Forex commissions: The foreign exchange market – Forex market registers an average of $4 trillion in daily transactions every day; which allows for high liquidity. This market never stops and is decentralized.
Trading in Forex can be profitable, making it a good way to make some extra income.
Since all transactions are performed through a broker or a brokerage firm it is good to know how the structure for Forex commissions is set up.
Fixed Forex Spread
This is when the difference between ASK and BID is kept constant; meaning the spread will not change depending on the market conditions. That way you always know exactly how much the spread is on each transaction you make and you just have to give a certain amount to your broker. With a fixed spread broker, the spreads are always the same.
The spread will fluctuate in correlation with the market conditions. When the market is in a time of inactivity the spread can be low, approximately 1 -3 pips. When the market is volatile the spread can be very high with 40 to 50 PIPs.
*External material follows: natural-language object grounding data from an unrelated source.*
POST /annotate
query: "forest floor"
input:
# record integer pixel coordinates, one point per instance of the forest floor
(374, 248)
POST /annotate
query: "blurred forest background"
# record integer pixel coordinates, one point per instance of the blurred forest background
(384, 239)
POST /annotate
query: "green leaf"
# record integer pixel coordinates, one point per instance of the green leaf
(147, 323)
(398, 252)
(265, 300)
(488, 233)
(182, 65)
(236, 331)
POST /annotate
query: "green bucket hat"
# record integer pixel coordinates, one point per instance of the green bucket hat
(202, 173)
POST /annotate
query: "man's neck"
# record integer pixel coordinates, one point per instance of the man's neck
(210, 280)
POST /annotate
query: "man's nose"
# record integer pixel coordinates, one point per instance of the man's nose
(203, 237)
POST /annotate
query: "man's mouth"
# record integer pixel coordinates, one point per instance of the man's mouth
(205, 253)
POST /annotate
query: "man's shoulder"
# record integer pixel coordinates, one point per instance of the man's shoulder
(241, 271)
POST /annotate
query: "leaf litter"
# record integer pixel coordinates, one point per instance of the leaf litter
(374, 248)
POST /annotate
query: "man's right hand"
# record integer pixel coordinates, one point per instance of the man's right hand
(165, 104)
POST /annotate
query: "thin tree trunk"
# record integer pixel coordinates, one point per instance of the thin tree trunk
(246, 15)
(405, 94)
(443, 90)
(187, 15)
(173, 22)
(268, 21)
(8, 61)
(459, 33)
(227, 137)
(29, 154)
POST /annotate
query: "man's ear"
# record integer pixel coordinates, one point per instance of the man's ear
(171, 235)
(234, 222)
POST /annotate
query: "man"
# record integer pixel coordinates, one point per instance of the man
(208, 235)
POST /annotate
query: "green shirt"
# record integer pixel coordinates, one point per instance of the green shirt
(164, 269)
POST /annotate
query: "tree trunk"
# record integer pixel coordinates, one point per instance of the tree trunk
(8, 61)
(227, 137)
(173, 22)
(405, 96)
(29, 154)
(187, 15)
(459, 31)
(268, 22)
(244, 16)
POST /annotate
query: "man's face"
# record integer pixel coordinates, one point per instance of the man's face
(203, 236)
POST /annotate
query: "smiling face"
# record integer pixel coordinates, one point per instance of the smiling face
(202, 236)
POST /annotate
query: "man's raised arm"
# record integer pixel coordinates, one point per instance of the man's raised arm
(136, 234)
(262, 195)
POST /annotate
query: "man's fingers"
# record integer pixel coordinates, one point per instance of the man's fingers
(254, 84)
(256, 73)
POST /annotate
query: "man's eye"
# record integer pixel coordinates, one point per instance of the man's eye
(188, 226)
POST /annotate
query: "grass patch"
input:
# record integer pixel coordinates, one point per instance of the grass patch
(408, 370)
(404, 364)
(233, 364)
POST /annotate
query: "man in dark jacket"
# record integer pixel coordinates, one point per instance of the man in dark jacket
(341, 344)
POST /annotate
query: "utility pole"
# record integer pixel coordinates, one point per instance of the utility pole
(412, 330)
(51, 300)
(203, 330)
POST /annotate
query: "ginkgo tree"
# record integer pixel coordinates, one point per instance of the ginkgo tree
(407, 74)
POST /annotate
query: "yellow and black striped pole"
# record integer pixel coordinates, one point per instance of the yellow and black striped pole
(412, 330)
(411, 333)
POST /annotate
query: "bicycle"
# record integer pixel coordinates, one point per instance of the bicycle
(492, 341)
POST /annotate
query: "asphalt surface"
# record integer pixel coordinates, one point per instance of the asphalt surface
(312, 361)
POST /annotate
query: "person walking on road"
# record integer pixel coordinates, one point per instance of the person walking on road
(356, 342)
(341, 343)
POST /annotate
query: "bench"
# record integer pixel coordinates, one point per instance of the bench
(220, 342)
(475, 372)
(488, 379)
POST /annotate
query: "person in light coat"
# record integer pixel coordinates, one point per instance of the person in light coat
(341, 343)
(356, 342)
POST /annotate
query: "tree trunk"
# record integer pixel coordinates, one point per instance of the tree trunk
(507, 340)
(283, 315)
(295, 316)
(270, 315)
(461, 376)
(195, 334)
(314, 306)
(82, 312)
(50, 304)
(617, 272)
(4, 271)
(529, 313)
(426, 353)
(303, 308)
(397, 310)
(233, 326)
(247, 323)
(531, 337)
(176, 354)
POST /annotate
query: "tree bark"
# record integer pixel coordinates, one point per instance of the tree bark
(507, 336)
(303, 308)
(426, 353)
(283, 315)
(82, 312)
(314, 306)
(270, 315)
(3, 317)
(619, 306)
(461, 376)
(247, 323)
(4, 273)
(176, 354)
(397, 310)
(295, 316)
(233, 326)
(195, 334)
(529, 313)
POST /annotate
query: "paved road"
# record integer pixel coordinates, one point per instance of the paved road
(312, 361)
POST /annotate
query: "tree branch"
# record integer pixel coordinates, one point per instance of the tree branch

A bigger spread can increase uncertainty to trade and creating a strategy can be more difficult.
In this case, depending on the currency pair being traded and the volatility in the market, the amount of PIPs that you give to the broker will always change.
Most brokerage firms don’t charge commissions; instead, they get compensation from the bid-ask spread but some other online brokerages use a Forex commissions structure. The commission is a percentage of the spread of each trade.
Before choosing any broker and any Forex commissions structures it is a good idea to get different demo accounts and try different methods. Usually brokers show detailed information about how they are paid. You can do a simple comparison in the commission structure of the broker and choose the best option for you.
Forex commissions’ structures are not the only factor when choosing your broker, but it is something to consider before making a decision.